Getting back

Adrian Poole

  • A crowd is not company by Robert Kee
    Cape, 240 pp, £7.50, May 1982, ISBN 0 224 02003 X
  • Bedbugs by Clive Sinclair
    Allison and Busby, 109 pp, £6.95, May 1982, ISBN 0 85031 454 2
  • New Writing and Writers 19
    John Calder, 262 pp, £6.95, April 1982, ISBN 0 7145 3811 6
  • Zhenia’s Childhood by Boris Pasternak, translated by Alec Brown
    Allison and Busby, 115 pp, £6.95, May 1982, ISBN 0 85031 466 6

In what is by far the most rewarding item in Calder’s New Writing and Writers 19, the main character of Harry Mulisch’s ‘Antique Air’ thinks of the war as ‘an almost impenetrable barrier of death, fear, hunger’, separating him from his childhood. Yet paradoxically, the war is ‘perhaps his most precious possession, without which he can hardly imagine himself. Nor can he imagine what it can be like to live as he imagines his children have done, a life undivided by such a cataract. In his introduction to A crowd is not company, Robert Kee voices some similar thoughts about the experience of war in youth. In fact, the subject of his book is not so much ‘death, fear, hunger’, as the effects of a unique kind of confinement on a young middle-class Englishman of his generation – namely, the experience of a prisoner-of-war camp. He originally published it in 1947 as a novel and has now reissued it as an ‘autobiographical memoir’, unchanged except for a brief explanatory preface. It might seem odd for an author to claim a more intimate kind of formal responsibility for a narrative that now seems to him in retrospect to have ‘a strange authenticity, almost as if it had been written by someone else’. A meal could be made of this, but it would be a dull one. Everyone knows what it means, and there are many more interesting things about the book than what to call it. ‘Personal Narratives, British’ in the British Library Cataloguing Data on the fly-leaf has a quaint rightness to it.

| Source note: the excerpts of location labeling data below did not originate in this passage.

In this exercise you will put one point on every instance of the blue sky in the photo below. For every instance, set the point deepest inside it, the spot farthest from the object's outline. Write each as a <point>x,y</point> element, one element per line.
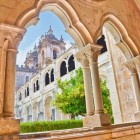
<point>34,33</point>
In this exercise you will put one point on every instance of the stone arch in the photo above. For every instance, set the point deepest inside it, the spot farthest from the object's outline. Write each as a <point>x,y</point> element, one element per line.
<point>121,49</point>
<point>120,34</point>
<point>66,14</point>
<point>48,108</point>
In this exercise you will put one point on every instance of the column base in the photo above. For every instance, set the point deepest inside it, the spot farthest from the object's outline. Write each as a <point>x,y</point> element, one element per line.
<point>97,120</point>
<point>137,116</point>
<point>9,128</point>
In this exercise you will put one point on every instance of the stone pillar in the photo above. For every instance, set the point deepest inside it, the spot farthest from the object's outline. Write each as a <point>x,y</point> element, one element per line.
<point>87,84</point>
<point>133,66</point>
<point>99,119</point>
<point>10,36</point>
<point>10,83</point>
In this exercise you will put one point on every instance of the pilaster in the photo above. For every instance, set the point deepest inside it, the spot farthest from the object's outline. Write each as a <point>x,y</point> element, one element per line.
<point>10,37</point>
<point>133,66</point>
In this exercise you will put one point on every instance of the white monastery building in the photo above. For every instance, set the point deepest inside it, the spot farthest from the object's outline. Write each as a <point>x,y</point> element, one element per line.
<point>36,81</point>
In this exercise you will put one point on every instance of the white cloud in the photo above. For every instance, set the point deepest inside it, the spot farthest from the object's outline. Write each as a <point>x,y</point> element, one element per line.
<point>68,44</point>
<point>22,52</point>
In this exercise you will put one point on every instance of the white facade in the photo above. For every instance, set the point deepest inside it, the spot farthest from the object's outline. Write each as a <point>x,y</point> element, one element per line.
<point>37,105</point>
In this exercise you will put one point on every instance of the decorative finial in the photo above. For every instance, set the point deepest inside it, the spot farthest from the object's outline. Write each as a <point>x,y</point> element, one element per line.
<point>61,39</point>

One of these more interesting things is the shape Kee chooses for his narrative. It is divided into four parts. In the first, Kee is shot down over Holland, captured, interrogated and escorted eastwards to an RAF prison camp; in the second, we are given a generalised account of the routine events and salient impressions of the camp; the third is solely devoted to the most overtly dramatic event, an attempted escape and recapture; the fourth deals with the evacuation and forced march of the prisoners away from the Russian advance towards an unknown destination. Three of these sections are concerned with journeys, but it is only the last that takes us away from base-camp. The isolatable escape-story in Part Three trades very skilfully on a whole lot of familiar anxieties, anticipations and shocks: the reader recognises this sort of narrative and its possible destinations. But it is the journey in Part Four that is the really engaging and troubling one, because we don’t know where the narrator will choose to end it – whether it’s going to reach ‘home’ or conclude on a moment of liberation or simply somewhere in transit. In fact, it closes on the prisoners’ arrival at a new, albeit presumably temporary camp. In the crush of exhausted bodies Kee pulls out the battered poetry anthology that has been his most consistent and comforting companion. He opens it, whether deliberately or not we don’t know, at Rossetti’s ‘Blessed Damozel’. For a moment he escapes from the appalling chaos around him, then he is overcome by disgust and stuffs the book away. And this is, a page later, the note on which the book ends, of utter despair and disgust at ‘what life really was: something foul and heartless, something with no good in it at all’. He reviews and dismisses the possibility that love or beauty might combat or even survive this despair. In his mind, those he has loved died when he entered the prison camp, and the beauty he has found in poetry is now a chimera. He drops the poetry in the mud, and it is trampled out of sight by the boots of the man behind him.